Tuesday, September 9, 2008

Two-Track Tuesday: 1999

I was dreaming when I wrote this.

Who knew that way back in 1982 we had the technology to cram 11 rather long songs onto one two-track cassette? What took two LPs to contain would now fit on this new medium albeit with a few drawbacks: because the reels held more tape than usual, cassette players sometimes couldn’t pull all that tape across the deck heads at a consistent rate, causing the audio to flutter and drag. Sometimes more “sophisticated” tape players would misread the tension of the tape and, thinking it had reached the end of that side, would switch to the other track in the middle of a song.

Girl, you got an ass like I’ve never seen.
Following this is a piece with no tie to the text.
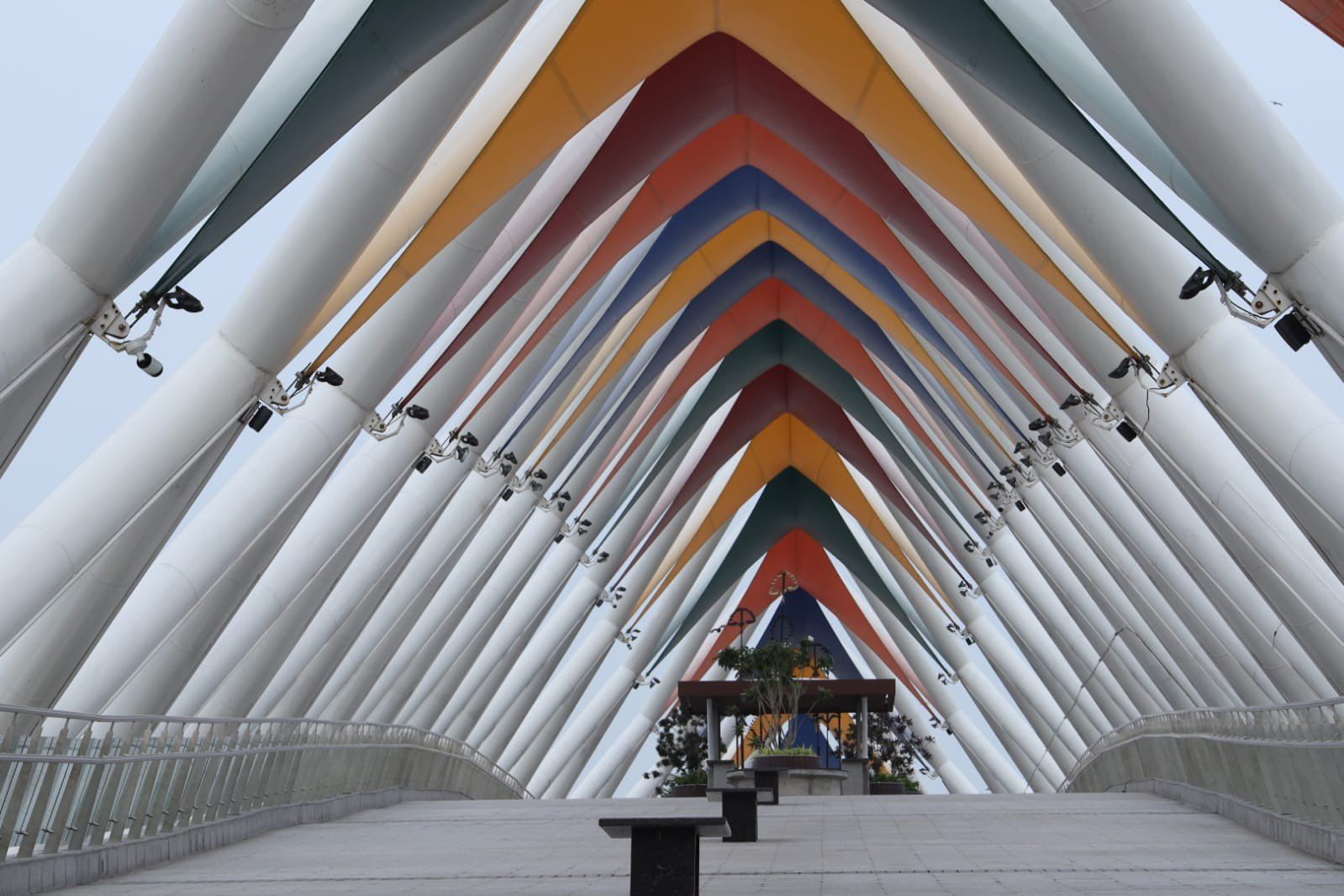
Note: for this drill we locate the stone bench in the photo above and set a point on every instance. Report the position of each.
(664, 852)
(740, 810)
(767, 779)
Who knew there was such a talented artist from Minnesota who could pack religion, sexuality, violence, lyricism, and danceability into 11 songs that ranged from pop to soul, from electronica to funk, from rock to ballad? I have to admit that Prince was the forbidden (musical) fruit that satisfied my ears as well as the cravings of my teenage libido. “Little Red Corvette”—whose imagery is both apparent and elusive—stands out as a success that has transcended its own historicity as well as my own immaturity.

“Let’s Pretend We’re Married”—the title says it all. I remember hearing—really hearing—the line near the end of the song for the first time at Lake Tawakoni, listening to this tape on Chris’ jam box, on some cool winter day around 1984: “I’m not saying this just to be nasty; I sincerely want to fuck the taste out of your mouth. Can you relate?” It was like pulling off a scab, like jumping into a fire, like a deep cut across the chest. It was dirty and illicit, and I wanted to hear it again and again.

Of course, “Can you relate?” became a catchphrase for the rest of my high school years.

Not knowing where I’m going, this galaxy’s better not having a place to go. Now I know.

I’ve always been a huge fan of “Lady Cab Driver,” especially the rape scene that bizarrely turns into something like a proselytizing: “This one is for the rich—not all of them, just the greedy, the ones who don’t know how to give.” Which one is more fucked-up here: Prince for conceiving such a song, or my twisted, pseudo-religious, horny ass that sang along all throughout my teen years? We’ll let the Son of Man judge.


Thank U, Prince, for getting us through the 80s. And for getting us off.